With hundreds of collectibles and a gorgeous open world, the game’s main focus is on exploration.
The collectibles are a big part of the game as well, from pearls to braided trinkets to finding every soul-jumpable animal, there’s a ton of things that encourage exploration and adventure in Tchia. The treasure map hunt is also a super enjoyable element of the game that sees you going all over the place in search for hidden treasure chests.The activities also form a sizable part of additional gameplay. The rock balancing challenges, races and cliff diving are all quite entertaining and add another layer of diversity to what the game has to offer.
Another element of the game that has caught quite a bit of attention is the ukulele musical mechanics.
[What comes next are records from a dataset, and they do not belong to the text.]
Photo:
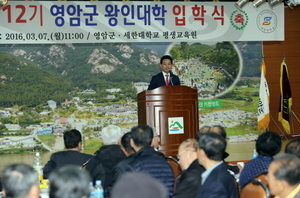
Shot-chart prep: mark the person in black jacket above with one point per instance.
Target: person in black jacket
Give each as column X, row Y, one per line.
column 146, row 158
column 20, row 180
column 165, row 77
column 107, row 157
column 189, row 181
column 72, row 156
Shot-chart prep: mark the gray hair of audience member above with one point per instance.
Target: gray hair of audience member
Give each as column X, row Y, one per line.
column 203, row 129
column 293, row 147
column 18, row 179
column 111, row 134
column 213, row 144
column 69, row 182
column 125, row 142
column 288, row 168
column 138, row 185
column 218, row 129
column 268, row 144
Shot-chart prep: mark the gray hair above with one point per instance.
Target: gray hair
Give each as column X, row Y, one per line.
column 111, row 134
column 18, row 179
column 69, row 182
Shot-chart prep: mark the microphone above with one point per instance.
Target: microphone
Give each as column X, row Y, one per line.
column 171, row 73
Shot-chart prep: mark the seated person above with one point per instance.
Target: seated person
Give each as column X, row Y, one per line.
column 20, row 181
column 216, row 181
column 146, row 158
column 138, row 185
column 107, row 157
column 69, row 182
column 293, row 147
column 189, row 181
column 284, row 176
column 267, row 145
column 73, row 144
column 234, row 169
column 165, row 77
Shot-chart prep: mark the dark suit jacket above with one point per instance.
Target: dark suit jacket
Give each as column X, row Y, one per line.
column 158, row 80
column 63, row 158
column 219, row 184
column 189, row 181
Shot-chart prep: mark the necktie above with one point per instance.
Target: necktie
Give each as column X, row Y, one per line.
column 167, row 80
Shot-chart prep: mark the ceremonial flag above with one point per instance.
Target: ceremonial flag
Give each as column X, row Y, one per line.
column 263, row 103
column 285, row 98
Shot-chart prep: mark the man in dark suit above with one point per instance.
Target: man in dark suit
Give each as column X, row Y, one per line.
column 189, row 181
column 73, row 143
column 217, row 182
column 165, row 77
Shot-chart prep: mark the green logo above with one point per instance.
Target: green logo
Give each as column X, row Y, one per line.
column 206, row 104
column 176, row 124
column 239, row 19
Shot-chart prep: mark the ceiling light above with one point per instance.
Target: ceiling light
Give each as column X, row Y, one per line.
column 3, row 3
column 240, row 4
column 272, row 3
column 258, row 3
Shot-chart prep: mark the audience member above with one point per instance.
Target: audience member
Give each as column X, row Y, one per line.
column 216, row 180
column 267, row 145
column 284, row 176
column 138, row 185
column 234, row 169
column 189, row 181
column 72, row 156
column 20, row 181
column 107, row 157
column 156, row 140
column 121, row 167
column 69, row 182
column 293, row 147
column 146, row 158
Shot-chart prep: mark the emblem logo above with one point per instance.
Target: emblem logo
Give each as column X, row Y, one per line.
column 266, row 21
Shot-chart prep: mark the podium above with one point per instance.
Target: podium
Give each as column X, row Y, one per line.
column 173, row 111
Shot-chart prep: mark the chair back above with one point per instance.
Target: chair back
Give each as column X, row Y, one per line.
column 257, row 188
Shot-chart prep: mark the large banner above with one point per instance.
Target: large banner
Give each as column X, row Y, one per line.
column 33, row 22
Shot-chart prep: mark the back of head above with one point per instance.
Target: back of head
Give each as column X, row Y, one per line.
column 268, row 144
column 288, row 168
column 213, row 144
column 137, row 185
column 72, row 138
column 111, row 134
column 293, row 147
column 69, row 182
column 190, row 143
column 142, row 135
column 18, row 180
column 125, row 141
column 166, row 57
column 218, row 129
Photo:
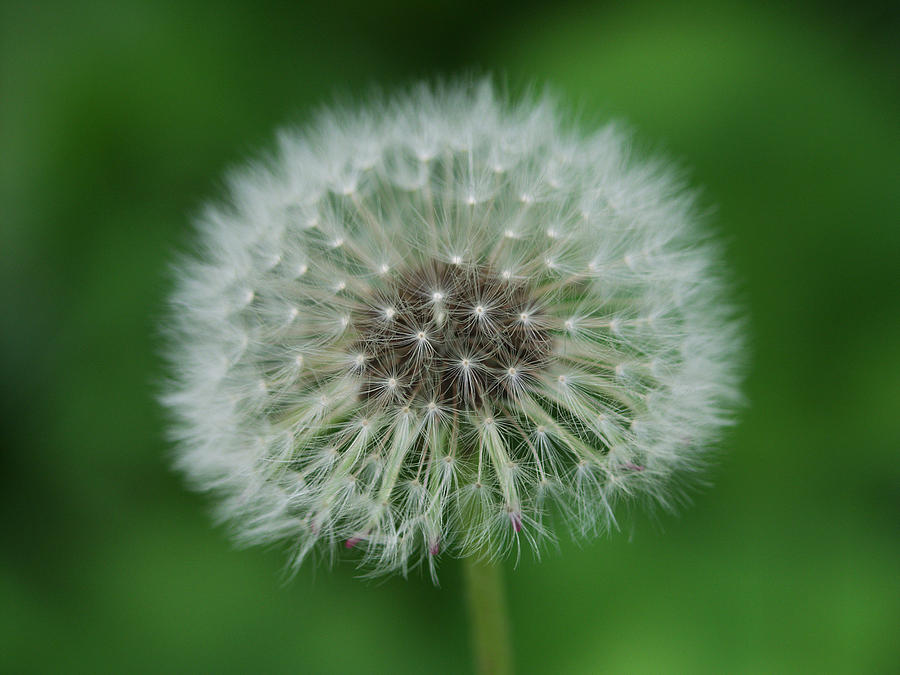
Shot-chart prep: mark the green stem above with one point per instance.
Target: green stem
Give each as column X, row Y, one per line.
column 487, row 616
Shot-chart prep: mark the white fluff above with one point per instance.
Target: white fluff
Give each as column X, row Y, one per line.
column 268, row 361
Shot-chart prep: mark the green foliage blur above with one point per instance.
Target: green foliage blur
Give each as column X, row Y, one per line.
column 119, row 118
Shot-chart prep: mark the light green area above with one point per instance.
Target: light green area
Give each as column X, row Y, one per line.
column 117, row 120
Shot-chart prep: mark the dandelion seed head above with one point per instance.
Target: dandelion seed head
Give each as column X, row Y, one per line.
column 445, row 332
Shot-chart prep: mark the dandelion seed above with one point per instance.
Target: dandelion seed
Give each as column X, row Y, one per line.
column 566, row 341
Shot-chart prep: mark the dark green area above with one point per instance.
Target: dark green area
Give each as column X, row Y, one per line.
column 117, row 120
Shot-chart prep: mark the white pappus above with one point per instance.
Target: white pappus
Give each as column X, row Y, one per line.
column 424, row 325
They’re surprisingly in depth and require pretty good rhythm and timing – especially for those of you who are looking to 100% a musical sequence and earn the Ukulele trophy. There are lots of different songs to play throughout the story and they really showcase the native music and musical styles of New Caledonia. And if you’re not really into rhythm games or music mechanics, you can opt to autoplay the songs.
The combat system in the game is pretty unique as it requires you soul-jump into flammable or explosive items to set the Maano enemies and their loot on fire. In the early game it feels a little tricky to get the hang of throwing yourself around as a jerrycan or an oil lamp but once you do get the mechanics down it feels quite rewarding and satisfying. Later in the game when you unlock a special soul-jumpable creature that can throw out flaming orbs it definitely makes combat way easier so that could be seen as a positive or a negative depending on if you like the challenge. It would be cool if there were different and more inventive ways to destroy Maano enemies as it can get a little repetitive using explosive and flammable methods all the time – especially in the larger camps that consist of tens of enemies. But that being said, I wouldn’t necessarily say that combat is a big focus of the game so it can be forgiven for not having a super fleshed out and diverse combat system.
Overall, this game has been an absolute joy to play. You can really tell it was made with a lot of love and attention to detail. It ticks all the boxes for an open world cosy game that focuses on exploration and collectibles. A lot of reviewers have compared it to Breath of the Wild, but we think that’s a misleading characterisation of open-world games that happens far too often. Tchia shares some similar traversal mechanics with the game, but it also brings a lot of different and unique gameplay aspects to the table.
The unique soul-jumping mechanic encourages you to take control of different objects and animals to traverse the land and seas in different ways. And the ukulele rhythm game adds another layer of gameplay that you wouldn’t necessarily expect in an RPG open world game. If you’re looking for a relaxing and aesthetically pleasing game to dive into, look no further than Tchia!
A love letter to New Caledonia
A gorgeous open-world game that encourages exploration, discovery and getting lost!